In 2008, over 28,000 entries from 85 countries competed for the coveted Lions at the Cannes 55th International Advertising Festival. That’s an increase of 10.2% versus 2007. Wow-zee, woozers! Without taking into account the new Design Lions category, that increase is 5.8%. A lot of those new entrants also come from the break out of TV to include other screens.
In order to enter your work in Cannes, you’re paying anywhere from $466 US (Radio Lions) to $1120 if you’re entering into the Film Lions. If you’re living in the UK, it’s a little bit more. The average entry fee cost (considering Film, Outdoor, Cyber, Direct, Radio, Integrated, etc.) is $816.84 (roughly). Stay with me, ok? So, that average times the 28,000 entries? $22,871,576. Oh yeah dawg. Read it and weep.
If you want to go for the full 4 days and go to every event the festival has running it’ll cost ya. That’s 2386.02 pounds or 4455.42 US dollars (that includes the French TVA fee). For arguments sake, let’s say that of the 10,000 reported delegates, not everyone got the full package. Lets say they ponied up for three days. That’s still $3126.61. Okay, multiply that by the 10,000 or so delegates. I’ll wait.
Got it? Right, right – $31,266,000. Shall we add those two numbers together? I’ll do it for you. It’s $54,137,576. And keep in mind that I’m underestimating everything. Plus, I’m not including how much it cost to access the archives each year – a whopping $2800 – nor the kickbacks from various enterprises in Cannes. Oh, Cannes is so smart.
Of course, some agencies bill back their entry fees to clients. Smaller agencies might just be on the line for the dough. Out of all the attendees about 96% of people will get their return on investment and hell, it can be valuable. They’ve branded the hell out of the competition and its worked, hook line and sinker. They say that a Cannes Lions can bring a new job offer, new clients and keep old ones.
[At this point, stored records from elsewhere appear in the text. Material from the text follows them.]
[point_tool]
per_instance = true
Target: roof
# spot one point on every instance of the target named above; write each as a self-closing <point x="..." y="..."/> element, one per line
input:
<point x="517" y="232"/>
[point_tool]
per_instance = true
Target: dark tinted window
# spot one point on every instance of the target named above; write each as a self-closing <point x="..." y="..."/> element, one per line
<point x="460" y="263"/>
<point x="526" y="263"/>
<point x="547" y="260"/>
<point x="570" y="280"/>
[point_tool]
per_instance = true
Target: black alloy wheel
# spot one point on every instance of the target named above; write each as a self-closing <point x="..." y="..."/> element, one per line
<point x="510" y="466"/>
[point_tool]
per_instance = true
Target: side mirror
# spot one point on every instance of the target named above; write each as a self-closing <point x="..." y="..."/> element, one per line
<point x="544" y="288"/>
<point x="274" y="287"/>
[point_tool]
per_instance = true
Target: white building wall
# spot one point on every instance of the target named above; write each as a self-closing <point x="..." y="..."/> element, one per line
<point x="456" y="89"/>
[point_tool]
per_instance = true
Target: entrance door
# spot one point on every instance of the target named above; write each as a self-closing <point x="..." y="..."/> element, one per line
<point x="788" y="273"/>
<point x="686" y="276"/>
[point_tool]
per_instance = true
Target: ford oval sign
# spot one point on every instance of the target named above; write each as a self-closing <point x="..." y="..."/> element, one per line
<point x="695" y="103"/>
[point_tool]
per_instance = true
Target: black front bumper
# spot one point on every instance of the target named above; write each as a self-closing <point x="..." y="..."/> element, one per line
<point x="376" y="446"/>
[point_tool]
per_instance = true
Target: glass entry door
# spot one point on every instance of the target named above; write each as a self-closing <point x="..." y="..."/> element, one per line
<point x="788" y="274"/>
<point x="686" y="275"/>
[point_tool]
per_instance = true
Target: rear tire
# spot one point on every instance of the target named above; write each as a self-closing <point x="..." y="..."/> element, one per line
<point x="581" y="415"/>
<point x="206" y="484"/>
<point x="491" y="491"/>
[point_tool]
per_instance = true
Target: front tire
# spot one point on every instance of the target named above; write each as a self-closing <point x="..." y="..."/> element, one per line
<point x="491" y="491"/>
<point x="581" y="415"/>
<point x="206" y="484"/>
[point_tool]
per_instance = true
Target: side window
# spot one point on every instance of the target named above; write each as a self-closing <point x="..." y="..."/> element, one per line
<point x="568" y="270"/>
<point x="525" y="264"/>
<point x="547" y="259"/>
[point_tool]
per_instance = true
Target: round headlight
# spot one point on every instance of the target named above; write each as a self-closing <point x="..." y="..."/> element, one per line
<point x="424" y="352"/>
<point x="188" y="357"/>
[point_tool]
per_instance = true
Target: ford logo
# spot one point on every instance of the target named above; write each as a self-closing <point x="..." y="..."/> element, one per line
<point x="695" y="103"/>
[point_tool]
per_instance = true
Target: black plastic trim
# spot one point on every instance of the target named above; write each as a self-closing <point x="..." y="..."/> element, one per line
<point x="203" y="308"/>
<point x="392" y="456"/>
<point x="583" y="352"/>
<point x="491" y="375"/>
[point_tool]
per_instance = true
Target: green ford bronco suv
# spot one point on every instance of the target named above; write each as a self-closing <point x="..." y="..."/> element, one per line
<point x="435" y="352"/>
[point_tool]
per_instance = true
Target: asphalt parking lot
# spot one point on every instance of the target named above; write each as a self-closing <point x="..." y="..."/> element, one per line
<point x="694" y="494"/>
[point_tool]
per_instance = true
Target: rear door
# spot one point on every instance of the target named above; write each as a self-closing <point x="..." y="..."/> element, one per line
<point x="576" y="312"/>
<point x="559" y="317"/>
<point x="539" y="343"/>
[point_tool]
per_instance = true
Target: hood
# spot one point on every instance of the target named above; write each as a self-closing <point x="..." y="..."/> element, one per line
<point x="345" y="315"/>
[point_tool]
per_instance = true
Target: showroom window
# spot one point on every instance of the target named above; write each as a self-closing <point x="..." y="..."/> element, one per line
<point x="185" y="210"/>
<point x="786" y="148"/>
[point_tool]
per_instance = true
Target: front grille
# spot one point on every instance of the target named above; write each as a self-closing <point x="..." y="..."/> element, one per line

Still, it’s kind of like a game of bolita.
Bolita is type of lottery, which was popular in the latter 19th and early 20th centuries in Cuba and among Florida’s working class. In the basic bolita game, 100 small numbered balls are placed into a bag and bets are taken on which number will be drawn. Bets sold well in advance, and the game could be rigged, by having extra balls of a given number or not including others at all. Other means of cheating included having putting certain balls in ice beforehand so they’d be cold and therefore easy for the selector to find by touch. Sounds kind of like Cannes no? Lets rig the game with fake ads along with the basic shaky principles of judges promising not to vote for friends and their own work. Riiiight.
Come on. The least Cannes could do is pay for the judge’s airfare and you know, check an ad or two to see if it’s real. How much would that cost? Ten dollars an hour to have some interns make some calls? You do the math.